Does Flour Go Bad? The Truth Behind Flour Shelf Life

The other day I was looking around my pantry with a cookie recipe in hand, ready to get baking. The problem is that I haven’t done any baking in what seems like years

The other day I was looking around my pantry with a cookie recipe in hand, ready to get baking. The problem is that I haven’t done any baking in what seems like years! The second I picked up my flour, I had to wonder if it was still any good. Does flour expire though?

The Many Types of Flour

Types of Flour

If you’ve ever walked around the supermarket, then you know that there are so many kinds to choose from! Self-rising, regular, and whole wheat are only some of the options. It’s not any easier to figure out if you does flour go bad when you’re sifting through different types.

As a general rule though, most flour lasts for about a year when you store it well. The only exception is pretty much whole wheat flour. Since it contains a little more oil than other types, it will last maybe half a year or so.
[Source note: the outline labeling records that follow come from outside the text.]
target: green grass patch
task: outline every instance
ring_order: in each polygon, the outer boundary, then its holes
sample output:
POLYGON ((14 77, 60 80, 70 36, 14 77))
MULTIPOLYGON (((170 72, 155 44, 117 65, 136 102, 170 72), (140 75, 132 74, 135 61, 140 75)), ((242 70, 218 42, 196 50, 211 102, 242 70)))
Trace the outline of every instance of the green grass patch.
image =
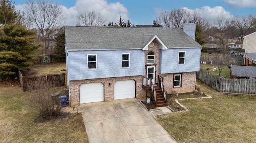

What About the Expiration Date? How long does flour last?

Yeah, I figured you’d bring up the expiration date at some point. Hey, I don’t blame you; when I want to know whether something’s good, that’s pretty much my saving grace! In the end, though, that date is a raw estimate. Sometimes they’re right, but other times they can be a little off.

In actuality, most flour lasts beyond the expiration date. The amount of time just depends on the type. Flour, rice flour, cornmeal flour, and potato flour will stay strong for 6-8 months, while whole wheat flour and self-rising flour may only last for 4-6 months after they supposedly expire.

The flour that lasts the longest is cornmeal, which can stay good for 9-12 months after the printed date! Pretty amazing, huh? If you want to be conservative though, start checking your flour a year after you buy it.

White vs. Wheat Showdown

White flour and whole wheat flour are some of the most common types and can represent the extremes so to speak. White flour takes the longest amount of time to spoil, which is why it can last around a year normally and up to two years if refrigerated.

It can even be stored indefinitely in the freezer! Whole wheat flour, on the other hand, thanks to its oil, meets its timely end much more quickly. It can last a little more than a half a year in the refrigerator, and maybe a year in the freezer. You’ll smell it if whole wheat does flour goes bad since it’ll go rancid.

Check for Bugs (Yuck!)

As gross as it is, flour is a great place for bugs that either eat it or use it as a nursery. They can chew through the packaging before you even open it and ruin some perfectly good flour.

If you want to check, you need to hold some flour very still and check if it moves. The best way to do this is to put some flour in a plain glass jar. Press it together so you get a flat, hard surface on the floor and let it stand in a bright, warm area for a few hours. If there are worms in it, some will break the surface and be visible.

Throw out your flour products immediately if you see this! The most common infestations are tiny beetles, worms, larvae, or moths.

Storing Flour Properly

If you want to keep flour as long as possible, then you need to store it correctly. You can just stick it on a shelf in your pantry, but to keep it longer, put it in a plastic bag or some kind of airtight container. A cool, dry area is best. You can even take the flour and put it in the refrigerator or freezer even if you’d like.

For the most part, though, the flour should be fine in the paper bag it comes in until you open it. After that, an airtight container will give you the edge. Just be sure that no matter where you put it, that no water reaches the flour.

So Has it Does Flour Go Bad?

In the end, if you’ve looked through all of this and you’re still staring at your bag of flour and wondering, you can check for bugs or for that rancid smell. Those are the easiest ways to figure out if the flour is spoiled, but if you’re really concerned and you’ve had the bag for a while, it may just be better to grab a whole new bag from the store instead of worrying about it.

I don’t think I can actually use my flour after I let it sit out for so long without putting it away properly! I’ll have to make a trip to the store, but you might not have to. does almond flour go bad to expire?

Well, yes, but if you’ve done things a little better than I have then your flour is probably fine. Always make sure to check before you use it anyway, and try not to go past a year with the same bag. If you’re looking for a quick way to get rid of it, the world can always use more cookies!